# Spectrum1D¶

class specutils.Spectrum1D(flux=None, spectral_axis=None, wcs=None, velocity_convention=None, rest_value=None, *args, **kwargs)[source]

Spectrum container for 1D spectral data.

Parameters: flux : astropy.units.Quantity or astropy.nddata.NDData-like The flux data for this spectrum. spectral_axis : astropy.units.Quantity Dispersion information with the same shape as the last (or only) dimension of flux. WCS information object. velocity_convention : {“doppler_relativistic”, “doppler_optical”, “doppler_radio”} Convention used for velocity conversions. rest_value : Quantity Any quantity supported by the standard spectral equivalencies (wavelength, energy, frequency, wave number). Describes the rest value of the spectral axis for use with velocity conversions. uncertainty : NDUncertainty Contains uncertainty information along with propagation rules for spectrum arithmetic. Can take a unit, but if none is given, will use the unit defined in the flux. meta : dict Arbitrary container for any user-specific information to be carried around with the spectrum container object.

Attributes Summary

 bin_edges energy The energy of the spectral axis as a Quantity in units of eV. frequency The frequency as a Quantity in units of GHz photon_flux The flux density of photons as a Quantity, in units of photons per cm^2 per second per spectral_axis unit shape wavelength The wavelength as a Quantity in units of Angstroms

Methods Summary

 spectral_resolution(true_dispersion, …[, axis]) Evaluate the probability distribution of the spectral resolution.

Attributes Documentation

bin_edges
energy

The energy of the spectral axis as a Quantity in units of eV.

frequency

The frequency as a Quantity in units of GHz

photon_flux

The flux density of photons as a Quantity, in units of photons per cm^2 per second per spectral_axis unit

shape
wavelength

The wavelength as a Quantity in units of Angstroms

Methods Documentation

spectral_resolution(true_dispersion, delta_dispersion, axis=-1)[source]

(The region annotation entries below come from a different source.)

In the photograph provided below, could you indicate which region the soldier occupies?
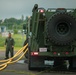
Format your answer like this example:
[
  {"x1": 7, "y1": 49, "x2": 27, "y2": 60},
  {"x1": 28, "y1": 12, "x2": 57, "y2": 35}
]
[{"x1": 5, "y1": 33, "x2": 14, "y2": 59}]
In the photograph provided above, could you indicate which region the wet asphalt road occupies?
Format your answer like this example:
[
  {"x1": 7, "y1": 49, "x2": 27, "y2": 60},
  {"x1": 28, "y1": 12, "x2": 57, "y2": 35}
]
[{"x1": 0, "y1": 51, "x2": 76, "y2": 75}]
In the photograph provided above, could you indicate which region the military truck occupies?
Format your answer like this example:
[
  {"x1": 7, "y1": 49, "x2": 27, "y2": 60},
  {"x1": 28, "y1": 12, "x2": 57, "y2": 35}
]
[{"x1": 23, "y1": 4, "x2": 76, "y2": 69}]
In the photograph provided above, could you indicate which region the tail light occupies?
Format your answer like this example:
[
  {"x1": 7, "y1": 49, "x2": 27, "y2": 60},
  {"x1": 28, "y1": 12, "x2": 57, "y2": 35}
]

Evaluate the probability distribution of the spectral resolution.

Parameters: true_dispersion : Quantity True value(s) of dispersion for which the resolution should be evaluated. delta_dispersion : Quantity Array of (observed - true) dispersion bin edges to integrate the resolution probability density over. axis : int Which axis of delta_dispersion contains the strictly increasing dispersion values to interpret as bin edges. The dimension of delta_dispersion along this axis must be at least two. numpy array Array of dimensionless probabilities calculated as the integral of P(observed | true) over each bin in (observed - true). The output shape is the result of broadcasting the input shapes.

Examples

To tabulate a binned resolution function at 6000A covering +/-10A in 0.2A steps:

>>> R = spectrum1d.spectral_resolution(
...     6000 * u.Angstrom, np.linspace(-10, 10, 51) * u.Angstrom)
>>> assert R.shape == (50,)
>>> assert np.allclose(R.sum(), 1.)


To build a sparse resolution matrix for true wavelengths 4000-8000A in 0.1A steps:

>>> R = spectrum1d.spectral_resolution(
...     np.linspace(4000, 8000, 40001)[:, np.newaxis] * u.Angstrom,
...     np.linspace(-10, +10, 201) * u.Angstrom)
>>> assert R.shape == (40000, 200)
>>> assert np.allclose(R.sum(axis=1), 1.)
`